With Apple's announcement yesterday of new App Store subscription offerings and policies requiring all content providers to offer at least the option of in-app subscriptions at the same prices as external options, questions have been raised about how providers will respond to the likelihood that significant numbers of customers will likely choose options that require them to hand over 30% of their revenue to Apple.

The Wall Street Journal explores possible antitrust issues, with experts noting that any such case would hinge on the definition of the market, as that would determine how dominant Apple's position is in it.

"My inclination is to be suspect" about Apple's new service, said Shubha Ghosh, an antitrust professor at the University of Wisconsin Law School. Two key questions in Mr. Ghosh's mind: Whether Apple owns enough of a dominant position in the market to keep competitors out, and whether it is exerting "anticompetitive pressures on price."

Experts note that publishers might be able to argue that tablet devices constitute the market for their offerings, and Apple's dominance in that market could subject it to antitrust investigation. But a broader market encompassing the entire App Store ecosystem and thus smartphones and tablets in their entirety would likely not raise red flags due to Apple's much smaller share of that larger market.

"Millions will be spent litigating how broad the market is," said Herbert Hovenkamp, an antitrust professor at the University of Iowa College of Law.

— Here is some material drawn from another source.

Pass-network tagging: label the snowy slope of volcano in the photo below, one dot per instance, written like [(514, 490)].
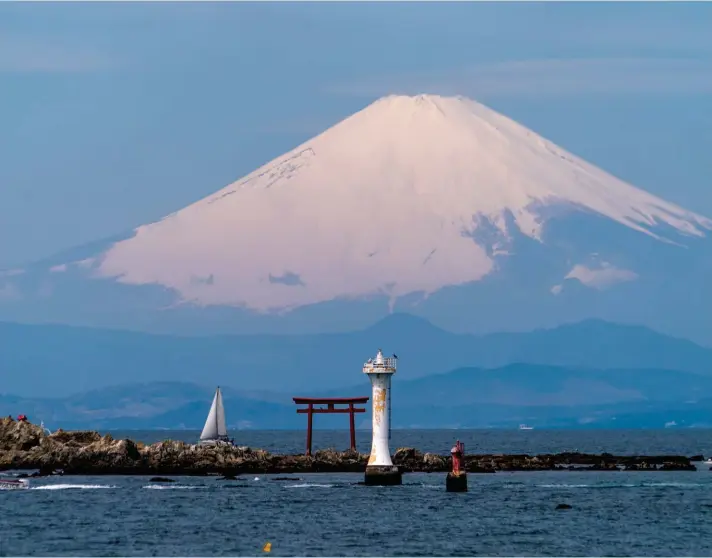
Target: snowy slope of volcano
[(390, 201)]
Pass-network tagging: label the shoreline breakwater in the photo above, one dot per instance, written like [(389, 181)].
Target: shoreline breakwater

Mr. Hovenkamp said digital media is the most plausible market. He said he doubted that Apple, currently, has a sufficiently dominant position in that market to warrant antitrust scrutiny.

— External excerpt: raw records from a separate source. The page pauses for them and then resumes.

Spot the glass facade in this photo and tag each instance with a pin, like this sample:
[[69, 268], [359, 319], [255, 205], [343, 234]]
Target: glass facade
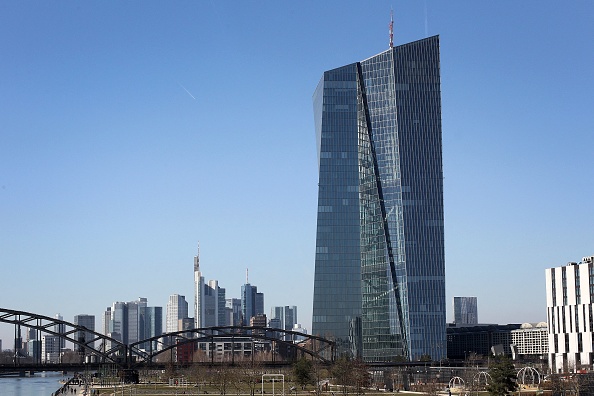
[[379, 287]]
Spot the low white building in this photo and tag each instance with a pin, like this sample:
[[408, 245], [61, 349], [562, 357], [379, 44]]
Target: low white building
[[570, 319]]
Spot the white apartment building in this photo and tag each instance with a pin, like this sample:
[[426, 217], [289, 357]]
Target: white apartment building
[[177, 308], [570, 318]]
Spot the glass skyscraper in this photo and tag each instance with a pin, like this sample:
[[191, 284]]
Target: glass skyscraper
[[379, 288]]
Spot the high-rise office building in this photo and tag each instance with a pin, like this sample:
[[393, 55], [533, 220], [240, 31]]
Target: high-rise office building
[[177, 308], [209, 300], [60, 328], [465, 310], [379, 287], [87, 321], [233, 309], [252, 302], [153, 325]]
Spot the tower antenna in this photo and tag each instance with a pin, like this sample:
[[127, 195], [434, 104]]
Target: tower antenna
[[391, 28]]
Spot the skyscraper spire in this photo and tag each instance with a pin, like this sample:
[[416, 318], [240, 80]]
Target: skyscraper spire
[[391, 28]]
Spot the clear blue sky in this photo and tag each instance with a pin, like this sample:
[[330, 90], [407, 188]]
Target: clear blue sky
[[129, 131]]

All eyes are of course also on the content providers themselves, who would have to raise prices by 43% in order to provide Apple with a 30% cut and still maintain their existing income, should all transactions shift to in-app subscriptions.

While many content providers have yet to respond publicly to Apple's announcement as they weigh their options, music streaming service Rhapsody spoke out yesterday, noting that it will be talking with other companies in its same position in "determining an appropriate legal and business response to this latest development."

Our philosophy is simple too - an Apple-imposed arrangement that requires us to pay 30 percent of our revenue to Apple, in addition to content fees that we pay to the music labels, publishers and artists, is economically untenable. The bottom line is we would not be able to offer our service through the iTunes store if subjected to Apple's 30 percent monthly fee vs. a typical 2.5 percent credit card fee.

Publishers of existing App Store applications have until June 30th to comply with Apple's new policies.